Applications of Deep Machine Learning
Deep Learning / Machine Learning algorithms do in some way mimic human cognition, although the substrate is different (silicon) and the exact algorithms are different despite similar end functions/solutions.
While my interest is in helping develop better A.I. algorithms, I am mainly looking into making small changes and editing and re-training existing A.I. systems, and expanding datasets. Furthermore, this section focuses on the application of existing algorithms, already trained with extensive datasets. These are extremely powerful but provide limitations, especially with the limited labels in object processing.
<-- GIF references: Screenshot images saved by H Muzart; some are showing image stimuli made by H Muzart (a subset using other CCBY images), being processed by DML algorithms (by other open-source authors, see below), modified and run by H Muzart.
Emotional face recognition using DCNNs
Many works in visual neuroscience (Hubel, Wiesel, et al, 1970s-1990s) and human emotional behaviours (Ekman, Phelps, McGaugh, Cahill, Rolls, Feldman, et al, 1990s-2010s) have inspired a shift in computing machines from non-smart visual encoding to artificially intelligent computer vision (Hinton, et al, 2012-present) - with deep convolutional neural networks (DCNNs). The subtle cues in facial features are particularly important.
I used the Google Video/Vision API Platforms on my HM developer.console account, using Spyder and command console SDKs, to run these DML algorithms in the Cloud.
If one may incorporate this in augmented reality ( [ooooo] [ooooo] ), one may find a way to tackle issues like autism spectrum, alexithymia, prosopagnosia, etc, in real-time and remotely.
Object detection and varying scene understanding
In the real world, like viewing videos, things in one's field of view are not static, but move/change. But we can simply understand a video as a set of static frames/images to rapidly process. However, the precise frame label may actually depend on information in frames prior to it and immediately after it. For example, a zoomed out photograph depicting what appears to be a mobile phone in a scene may be detected as any other similar object because it is too small to see; if when zoomed in too much, small microfeatures may be detected as many different things; but given it being zoomed in the right size, and some context (e.g. the phone being held by a hand, or having the screen turned on), one would better be able to identify it. Another example: someone talking with a neutral facial expression, given a positive valence spatial and temporal context (e.g. award ceremony), may be interpreted as happy, but given negative valence (e.g. funeral), will be interpreted very differently. This is why DCNNs, RNNs and LSTM need to be used. There is the further use of style-transfer using GANs in DeepFake technology (good reviews at 2-min papers).

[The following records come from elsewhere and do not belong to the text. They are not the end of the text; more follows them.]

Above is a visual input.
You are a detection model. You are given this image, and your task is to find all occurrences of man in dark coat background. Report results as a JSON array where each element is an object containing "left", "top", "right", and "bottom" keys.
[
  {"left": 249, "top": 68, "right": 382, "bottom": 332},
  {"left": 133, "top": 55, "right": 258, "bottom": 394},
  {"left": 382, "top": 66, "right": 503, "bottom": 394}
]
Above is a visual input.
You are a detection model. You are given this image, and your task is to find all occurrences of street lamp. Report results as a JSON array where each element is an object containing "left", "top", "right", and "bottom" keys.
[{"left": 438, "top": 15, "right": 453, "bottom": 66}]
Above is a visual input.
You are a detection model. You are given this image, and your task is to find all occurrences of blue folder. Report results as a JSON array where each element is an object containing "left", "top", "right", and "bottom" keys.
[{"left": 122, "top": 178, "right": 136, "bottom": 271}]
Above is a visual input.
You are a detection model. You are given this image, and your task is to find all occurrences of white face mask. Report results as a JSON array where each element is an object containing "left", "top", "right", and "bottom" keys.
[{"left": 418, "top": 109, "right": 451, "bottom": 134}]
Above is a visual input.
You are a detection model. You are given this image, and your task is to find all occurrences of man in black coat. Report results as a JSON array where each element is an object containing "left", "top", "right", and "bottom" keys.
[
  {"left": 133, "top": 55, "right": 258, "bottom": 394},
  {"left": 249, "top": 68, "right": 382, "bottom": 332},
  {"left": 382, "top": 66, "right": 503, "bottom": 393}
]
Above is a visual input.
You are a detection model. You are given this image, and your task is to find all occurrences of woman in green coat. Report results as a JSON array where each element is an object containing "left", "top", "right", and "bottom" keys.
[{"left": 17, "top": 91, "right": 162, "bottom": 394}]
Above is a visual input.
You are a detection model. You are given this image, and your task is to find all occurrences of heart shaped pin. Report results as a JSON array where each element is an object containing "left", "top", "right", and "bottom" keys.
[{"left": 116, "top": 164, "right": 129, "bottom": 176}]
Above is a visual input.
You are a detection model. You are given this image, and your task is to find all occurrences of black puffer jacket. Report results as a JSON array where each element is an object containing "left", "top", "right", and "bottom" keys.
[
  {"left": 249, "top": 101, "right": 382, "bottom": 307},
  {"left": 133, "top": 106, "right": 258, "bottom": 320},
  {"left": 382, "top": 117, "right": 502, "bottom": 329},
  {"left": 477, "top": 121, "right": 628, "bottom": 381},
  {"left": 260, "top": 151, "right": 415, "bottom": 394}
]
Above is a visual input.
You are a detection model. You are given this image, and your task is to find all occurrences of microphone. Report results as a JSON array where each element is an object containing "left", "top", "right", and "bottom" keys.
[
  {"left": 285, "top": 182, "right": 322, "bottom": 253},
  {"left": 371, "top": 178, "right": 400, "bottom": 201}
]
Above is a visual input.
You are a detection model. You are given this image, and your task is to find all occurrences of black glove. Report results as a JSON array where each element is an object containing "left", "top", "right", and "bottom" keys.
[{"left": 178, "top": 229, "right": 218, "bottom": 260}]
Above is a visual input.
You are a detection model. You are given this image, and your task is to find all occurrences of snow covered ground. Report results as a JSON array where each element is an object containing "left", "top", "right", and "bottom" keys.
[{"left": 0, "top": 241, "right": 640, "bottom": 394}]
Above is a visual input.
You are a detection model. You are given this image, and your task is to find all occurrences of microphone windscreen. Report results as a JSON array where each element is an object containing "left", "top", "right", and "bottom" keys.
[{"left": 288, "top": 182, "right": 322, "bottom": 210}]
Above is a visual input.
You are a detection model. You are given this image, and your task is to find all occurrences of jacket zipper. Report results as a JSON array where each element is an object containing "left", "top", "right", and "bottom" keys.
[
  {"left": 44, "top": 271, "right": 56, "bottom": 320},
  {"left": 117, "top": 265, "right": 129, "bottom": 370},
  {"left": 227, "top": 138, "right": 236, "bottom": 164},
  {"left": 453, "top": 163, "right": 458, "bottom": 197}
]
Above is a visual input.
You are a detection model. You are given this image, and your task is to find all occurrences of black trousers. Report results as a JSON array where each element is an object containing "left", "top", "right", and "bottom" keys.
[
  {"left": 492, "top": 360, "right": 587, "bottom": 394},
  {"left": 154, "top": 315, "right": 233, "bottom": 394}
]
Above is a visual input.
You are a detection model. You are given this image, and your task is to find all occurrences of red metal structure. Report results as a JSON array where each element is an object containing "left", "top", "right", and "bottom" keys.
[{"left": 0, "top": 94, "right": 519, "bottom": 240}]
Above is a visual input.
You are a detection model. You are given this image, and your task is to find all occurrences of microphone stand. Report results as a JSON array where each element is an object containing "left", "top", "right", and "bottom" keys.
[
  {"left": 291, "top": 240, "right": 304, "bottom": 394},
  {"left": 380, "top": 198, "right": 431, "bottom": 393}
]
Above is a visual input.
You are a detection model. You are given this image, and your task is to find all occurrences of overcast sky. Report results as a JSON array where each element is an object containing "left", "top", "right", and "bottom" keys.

Input can be fed in, all prior, or it can be live real-time feeding. I have used ([-link-1-], [-link-2-]) tools (from Anaconda, darknet, openCV, RGB.v, Google AI Platforms, ImageNet x, etc), both on my Hard Disk Drive (HDD/SSD) and in the Cloud, to help me with these. I also used the Google Video/Vision API on my HM developer.console account, using Spyder and command console SDKs, to run some of these DML algorithms.
(see diagram)
What I am working on also is getting more training data for better labels - there is simply so many things which the current programs does not get with current training data, such as individual human body parts, types of non-common specialised workspace items, objects with non-photorealistic computer graphics, etc.
Computational neurolinguistics and language comprehension
As a teen, my interests in language comes from my multi-lingual (fluent English & French, and some delving into German, Thai, Japanese, Latin/Greek) background, and my own personal clinical experience with visual & hearing impairments (visual/auditory neurology). I then got interested in linguistics (N Chomsky, S Pinker, et al), modern and ancient English literature/novels, the philosophy of logical reasoning & communication (R Descartes, B Franklin, etc), and how modern-day stage performers (actor, magicians, mentalists, lifestyle gurus, motivational speakers, etc) use speech content and body language to re-program peoples' minds in social interactions. I then learnt more on body sign language; and then more on codified iconographic systems of language that use symbols, mathematics, and programming languages. In my 2 final years at UCL (2014-2016), while doing biopsychology and computational neuroscience, I became interested in how machines could implement that. In 2016, I discovered that actually since 2012, Google Brain, DeepMind, FAIR, and others, have tried to implement these human language comprehension traits in machines, with great effect.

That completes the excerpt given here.